The groundbreaking co-publication by environmental and labour organizations warns of climate change impacts and worsening prospects for workers and communities should large numbers of healthy trees continue to be logged indiscriminately, along with beetle-killed pine.
“There must be a fundamental shift in how government and industry address the beetle problem,” says study author Ben Parfitt, a resource policy analyst with the Canadian Centre for Policy Alternatives. “Healthy forests that are nature’s best defence against catastrophic floods are being prematurely logged, leaving nothing for workers or communities for the next 80 years – versus a wait of perhaps only 20 years were such forests left alone for now.”
The study, which proposes five practical solutions to the current crisis, notes that action must be taken now. For every two pine trees logged in response to the beetles, one or more healthy spruce or fir trees are logged too, with disastrous consequences for workers and communities. Left unchecked, such logging also threatens key wildlife species such as mountain caribou.
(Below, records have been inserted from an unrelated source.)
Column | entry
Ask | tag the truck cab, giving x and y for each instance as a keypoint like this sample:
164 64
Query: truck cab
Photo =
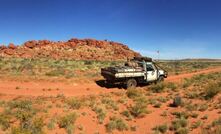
137 70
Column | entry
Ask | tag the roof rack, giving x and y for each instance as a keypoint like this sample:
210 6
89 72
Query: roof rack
146 59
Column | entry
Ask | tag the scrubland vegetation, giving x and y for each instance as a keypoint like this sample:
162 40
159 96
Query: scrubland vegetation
190 106
43 67
184 106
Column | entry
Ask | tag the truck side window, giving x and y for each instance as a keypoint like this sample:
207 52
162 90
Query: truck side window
149 67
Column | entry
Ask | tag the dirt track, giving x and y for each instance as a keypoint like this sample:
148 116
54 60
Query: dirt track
74 89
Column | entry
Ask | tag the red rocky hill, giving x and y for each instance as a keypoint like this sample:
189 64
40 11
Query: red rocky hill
78 49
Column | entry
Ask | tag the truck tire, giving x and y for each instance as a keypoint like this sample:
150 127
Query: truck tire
131 84
160 79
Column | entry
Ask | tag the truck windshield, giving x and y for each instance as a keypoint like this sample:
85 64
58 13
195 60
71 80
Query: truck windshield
149 67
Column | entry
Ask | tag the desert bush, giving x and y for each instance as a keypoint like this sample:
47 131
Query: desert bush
109 103
157 88
75 103
179 123
177 101
161 128
196 124
51 124
101 114
19 130
37 126
182 131
116 124
186 83
171 86
4 121
134 93
181 115
138 110
21 104
211 90
203 107
67 122
127 114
The study advocates a response to the beetle outbreak that fully considers how climate change will alter our Interior landscape. The ultimate goal must be healthy, resilient forests. Without safeguarding our environment, there is no economic security.
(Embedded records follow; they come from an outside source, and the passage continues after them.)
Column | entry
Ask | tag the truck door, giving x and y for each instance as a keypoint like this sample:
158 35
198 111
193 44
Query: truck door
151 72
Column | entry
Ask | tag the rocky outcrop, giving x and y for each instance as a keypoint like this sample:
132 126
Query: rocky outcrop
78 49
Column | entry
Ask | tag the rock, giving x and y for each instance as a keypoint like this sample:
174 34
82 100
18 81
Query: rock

“The best thing that can be done for both the environment and our forest-dependent communities is to ban clear-cut salvage logging in most forests. Many forests have withstood the beetle attack very well. They are filled with smaller and younger trees that are healthy and growing. We need to leave those forests alone for now. They are our hope for the future,” says Rob Duncan, forestry specialist with the Sierra Club of BC.
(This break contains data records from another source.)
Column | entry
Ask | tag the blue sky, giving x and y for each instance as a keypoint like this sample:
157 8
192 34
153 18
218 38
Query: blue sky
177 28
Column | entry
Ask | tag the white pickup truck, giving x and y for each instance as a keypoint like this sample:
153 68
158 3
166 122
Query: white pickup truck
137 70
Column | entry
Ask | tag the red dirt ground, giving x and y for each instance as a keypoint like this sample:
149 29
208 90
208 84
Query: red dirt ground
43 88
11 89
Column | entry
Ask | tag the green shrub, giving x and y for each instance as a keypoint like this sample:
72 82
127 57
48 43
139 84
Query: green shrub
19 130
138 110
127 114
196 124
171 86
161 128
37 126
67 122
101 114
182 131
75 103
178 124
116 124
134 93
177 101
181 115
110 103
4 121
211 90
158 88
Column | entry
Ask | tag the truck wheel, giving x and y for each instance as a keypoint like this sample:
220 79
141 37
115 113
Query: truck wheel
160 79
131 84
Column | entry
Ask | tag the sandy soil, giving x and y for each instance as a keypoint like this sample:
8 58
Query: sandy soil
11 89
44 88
The study also chronicles how lax government regulations have led to staggering increases in the amount of usable wood being left behind at logging operations.
“Wood waste levels are unconscionably high”, says Steve Hunt of the United Steelworkers, which represents former IWA members. “Last year alone, nearly 1,300 more people could have worked turning usable logs that were left on the ground into lumber and other wood products. Instead, the logs were burned and added another 1.5 million tonnes to B.C.’s CO2 emissions.”
The study outlines a number of viable policy solutions to the current crisis. First, there should be an immediate end to salvage logging in mixed forests. Second, tougher regulations are needed to ensure that there are both enhanced job prospects in the forest industry and greatly reduced greenhouse gas emissions.
Improving the resilience of BC’s forests in the face of climate change requires a more patchy interior landscape to better protect biological diversity and reduce the potential for future infestations to reach similarly severe proportions. The study concludes that in order to get there BC should increase its funding of reforestation and rehabilitation efforts.